The U.S. Department of Health and Human Services, Office of Inspector General (OIG) published Advisory Opinion (AO) 19-03.[1] There, the OIG delivered a favorable opinion to a nonprofit medical center that had wanted to send its paramedics to the residences of established patients deemed at risk for admission or readmission and to provide a series of services to them without charge. AO 19-03 is notable because it represents one of the few times—in the advisory context, at least—the department, against a specific factual backdrop, explained its views of the Promote Access to Care Exception, which prevents liability for conduct that would otherwise violate the Civil Monetary Penalty Law’s (CMPL) prohibition against giving items of value to patients for the purpose of steering them to a particular provider. OIG’s position is that the prohibition is implicated only if the inducement is connected with the selection of a particular provider.[2] (The reader should note the availability of a host of other statutory and regulatory exceptions to liability under the CMPL, including any arrangement deemed permissible under the Anti-Kickback Statute (AKS).[3] Before this AO, there were three others, and all were favorable, yet they had differing rationales. OIG did issue other AOs dealing with the Promote Access to Care Exception, but these were published before the department finalized its regulations.[4] This article will walk through the elements of the exception and use the AOs to highlight the variables that drove OIG’s analyses, further defining and clarifying OIG’s enforcement philosophy in this space.

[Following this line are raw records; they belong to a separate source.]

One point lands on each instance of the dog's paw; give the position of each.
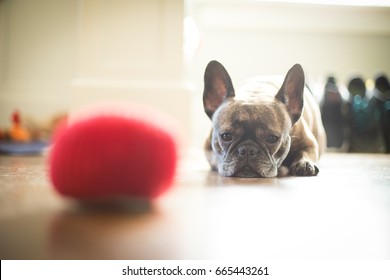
(304, 168)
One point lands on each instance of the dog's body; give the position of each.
(265, 125)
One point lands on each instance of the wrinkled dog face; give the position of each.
(250, 138)
(249, 144)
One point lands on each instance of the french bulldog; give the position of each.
(267, 124)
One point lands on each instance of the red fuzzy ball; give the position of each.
(108, 156)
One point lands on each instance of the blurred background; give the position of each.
(60, 55)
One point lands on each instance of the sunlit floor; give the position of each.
(343, 213)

Congress passed the CMPL in 1981.[5] By then, reports of healthcare fraud and abuse were opening eyes wider in Congress and state legislatures, and Congress feared that a large swath of it was essentially beyond the reach of law enforcement. Not because existing law did not proscribe such behavior in the first place, but because the enforcement of those laws required action to be taken by the Department of Justice (DOJ). The high volume of cases brought to U.S. attorneys for prosecution results in their being able to prosecute only those involving a significant amount of money or warrant imprisonment, which has proven to be an ineffective deterrent to fraudulent practices under the Medicare and Medicaid programs.[6] This heavy reliance on judicial enforcement unavoidably involved a massive concentration of effort and resources by the government, risk of adverse judgment, and evidentiary considerations, among others. It also meant that conduct the OIG found objectionable may go unaddressed if the DOJ declined to pursue that matter. The net effect was that bad actors could navigate in some safe zones and be free from the concern that they’d be held accountable for that behavior. The CMPL empowered OIG to police that behavior themselves through sanctions, penalties, and program exclusion.

The CMPL’s original scope was the submission of fraudulent claims. It authorized the OIG to impose penalties up to $2,000 for every claim a person submitted to Medicare or Medicaid for payment for items or services that they didn’t actually provide, or if the items or services were not eligible for payment. Also falling within the prohibition were claims submitted to a state under maternal and child welfare grants pursuant to 42 U.S.C. § 701 et seq. and claims submitted in violation of an agreement the person had with the United States or a state agency.[7] OIG could recoup its investigative costs and repair the damage sustained by the government by levying assessments equal to two times the amount claimed[8] and exclude providers from federal healthcare programs altogether.[9]